Quasi-coherence of the annihilator ideal sheaf of the sheaf associated to an $A$-module $M$

Question

$\def\Ann{\mathrm{Ann}} \def\Spec{\operatorname{Spec}}$

I am trying to find an example which shows that the annihilator ideal sheaf, denoted by $\mathrm{Ann}(\mathcal F)$, of a quasi-coherent sheaf $\mathcal F$ on a locally-noetherian scheme $X$, is not necessarily quasi-coherent. (I have showed that coherence of $\mathcal F$ implies coherence of $\mathrm{Ann}($$\mathcal F)$.)

The annihilator ideal sheaf is defined by

$\Ann(\mathcal F)(U) = \{f\in O_X(U)|$ $f$ kills $\mathcal F|_U\} =$

$= \{f\in O_X(U)\mid \forall \text{ open } V\subset U$ $f|_V$ kills the $O_X(V)$-module $\mathcal F(V)\}$, for an open $U\subset X$.

For an example, I took the noetherian scheme $X=\Spec(\mathbb{Z})$, the abelian group (or equivalently the $\mathbb{Z}$-module) $M$ to be the subgroup $G\leq\mathbb{Q/Z}$ consisting of all elements whose order is a power of a fixed prime $p$, say $p=2$ (this is an example in Atiyyah&Macdonald, p.74), and looked at the quasi-coherent sheaf $\mathcal F=\widetilde M$, i.e., the sheaf associated to $M$ on $\Spec(\mathbb{Z})$ (for the sheaf associated to a module definition, look in Hartshorne p.110).

Now take $U\subset X$ to be the open set $D(2)=\{q\in X|2\notin q\}$.

It is clear that for every prime ideal $(2)\neq q\in X$ we have $M_q=0$ ($M_q$ is the localization $(\mathbb{Z}-q)^{-1}M$), and thus, $\Ann(\mathcal F)(U) = O_X(U)$. In particular, it follows that $\Ann(\mathcal F)(U)$ is not trivial, since, for example, the section $q\mapsto \frac{1}{1}\in A_q$ is not the zero section in $O_X(U)$.

Why I did do this? because my guess is that if $\Ann(\widetilde M) $ is quasi-coherent, then it will be isomorphic to $\widetilde {\Ann(M)}$, where $\Ann(M)$ is the annihilator of $M$ as a $\mathbb{Z}$-module, but it is easily seen that $\Ann(M)=0$, so [if my guess is correct] we conclude that $\Ann(\widetilde M) $ is not quasi-coherent, as desired.

Do my guess is correct? if it doesn't so, do my example is correct even though?

Answer 1

Whether or not your guess is true, your example is correct.

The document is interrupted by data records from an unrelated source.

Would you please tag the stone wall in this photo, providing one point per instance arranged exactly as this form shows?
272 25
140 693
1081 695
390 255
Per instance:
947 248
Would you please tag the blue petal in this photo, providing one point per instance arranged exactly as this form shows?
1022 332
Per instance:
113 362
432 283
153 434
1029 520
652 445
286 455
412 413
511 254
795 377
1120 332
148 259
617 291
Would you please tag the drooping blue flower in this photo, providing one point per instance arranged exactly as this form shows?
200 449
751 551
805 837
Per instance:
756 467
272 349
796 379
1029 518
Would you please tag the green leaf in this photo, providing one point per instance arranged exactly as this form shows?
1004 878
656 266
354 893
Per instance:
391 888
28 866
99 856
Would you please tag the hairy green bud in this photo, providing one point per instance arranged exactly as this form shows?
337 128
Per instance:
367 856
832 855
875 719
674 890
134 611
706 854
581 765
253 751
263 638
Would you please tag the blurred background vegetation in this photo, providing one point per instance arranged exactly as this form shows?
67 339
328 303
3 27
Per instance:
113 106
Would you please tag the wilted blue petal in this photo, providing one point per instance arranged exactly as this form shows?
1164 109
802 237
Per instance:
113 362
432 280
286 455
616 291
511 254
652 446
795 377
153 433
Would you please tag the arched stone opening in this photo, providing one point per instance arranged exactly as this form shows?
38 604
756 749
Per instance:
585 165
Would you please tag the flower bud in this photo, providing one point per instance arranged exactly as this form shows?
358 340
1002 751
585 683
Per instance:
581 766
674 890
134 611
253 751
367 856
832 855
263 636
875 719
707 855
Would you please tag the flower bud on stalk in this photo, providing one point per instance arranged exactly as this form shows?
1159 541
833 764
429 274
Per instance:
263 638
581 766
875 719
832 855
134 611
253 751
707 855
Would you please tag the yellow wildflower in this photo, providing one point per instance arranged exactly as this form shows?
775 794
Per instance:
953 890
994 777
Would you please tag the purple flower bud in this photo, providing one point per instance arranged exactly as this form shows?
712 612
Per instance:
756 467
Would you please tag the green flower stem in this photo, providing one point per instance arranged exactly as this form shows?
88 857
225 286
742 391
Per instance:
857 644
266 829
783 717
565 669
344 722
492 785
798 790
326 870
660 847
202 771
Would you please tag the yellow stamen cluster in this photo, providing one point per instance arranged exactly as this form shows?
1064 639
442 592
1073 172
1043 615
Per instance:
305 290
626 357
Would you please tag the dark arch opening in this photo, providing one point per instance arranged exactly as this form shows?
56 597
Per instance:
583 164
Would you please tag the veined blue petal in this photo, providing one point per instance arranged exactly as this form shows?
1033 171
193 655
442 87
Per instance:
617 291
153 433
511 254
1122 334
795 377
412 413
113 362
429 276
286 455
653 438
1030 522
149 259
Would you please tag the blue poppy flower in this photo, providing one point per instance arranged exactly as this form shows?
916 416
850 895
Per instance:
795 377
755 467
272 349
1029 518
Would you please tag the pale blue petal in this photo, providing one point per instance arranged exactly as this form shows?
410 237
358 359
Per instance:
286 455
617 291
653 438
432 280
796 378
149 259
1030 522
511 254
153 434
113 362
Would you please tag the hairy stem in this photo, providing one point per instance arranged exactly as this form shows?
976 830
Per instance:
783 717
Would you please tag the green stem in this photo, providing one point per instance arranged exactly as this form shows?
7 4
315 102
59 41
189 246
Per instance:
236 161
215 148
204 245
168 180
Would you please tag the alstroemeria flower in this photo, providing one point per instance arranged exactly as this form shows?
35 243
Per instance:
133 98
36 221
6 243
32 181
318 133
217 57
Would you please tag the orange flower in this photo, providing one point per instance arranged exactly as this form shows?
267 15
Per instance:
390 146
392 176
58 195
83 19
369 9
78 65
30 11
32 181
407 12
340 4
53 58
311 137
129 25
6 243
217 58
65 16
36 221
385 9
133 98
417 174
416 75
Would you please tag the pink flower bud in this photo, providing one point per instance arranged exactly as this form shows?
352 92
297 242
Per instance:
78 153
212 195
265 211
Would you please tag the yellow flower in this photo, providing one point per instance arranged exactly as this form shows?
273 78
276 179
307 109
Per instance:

Let $\mathfrak{p}=(2)\in \text{Spec}\mathbb{Z}$. Take $f\in \mathbb{Z}$ such that $f\notin (2)$ (or equivalently, $\mathfrak{p}\in D(f)$), then $M_f=M$, where $M_f$ is the localization of $M$ with respect to the set $\{1,f,f^2,\dots\}$. So $\widetilde{M}(D(f))=M$ whenever $\mathfrak{p}\in D(f)$ and $\widetilde{M}(D(f))=0$ otherwise. It is easy to see that (using the uniqueness of sheaf on a base) $\widetilde{M}$ is a skyscraper sheaf on $\text{Spec}\mathbb{Z}$ concentrates at $\mathfrak{p}$, i.e. $\widetilde{M}(V)$ is $M$ if $\mathfrak{p}\in V$ and $0$ otherwise.

Now consider $Ann(\widetilde{M})$. You have shown that for $U=\text{Spec}\mathbb{Z}-\mathfrak{p}$, $Ann(\widetilde{M})(U)=\mathcal{O}_X(U)$. In fact

$$ Ann(\widetilde{M})_{|U}=\mathcal{O}_U $$ Now take $V$ to be an open neighborhood of $\mathfrak{p}$, $Ann(\widetilde{M})(V)=0$. Hence the stalk of $Ann(\widetilde{M})$ at $\mathfrak{p}$ is $0$. Assume that $Ann(\widetilde{M})$ is quasi-coherent, then it is of finite type. By Lemma 17.9.5 in this Stacks Project entry, there is an open neighborhood $W$ of $\mathfrak{p}$ such that

$$Ann(\widetilde{M})_{|W}=0$$

From this fact, we see that $Ann(\widetilde{M})(W-\mathfrak{p})=0$. But the equation from earlier gives us $Ann(\widetilde{M})(W-\mathfrak{p})=\mathcal{O}_X(W-\mathfrak{p})\neq 0$, a contradiction. We conclude that $Ann(\widetilde{M})$ is not quasi-coherent.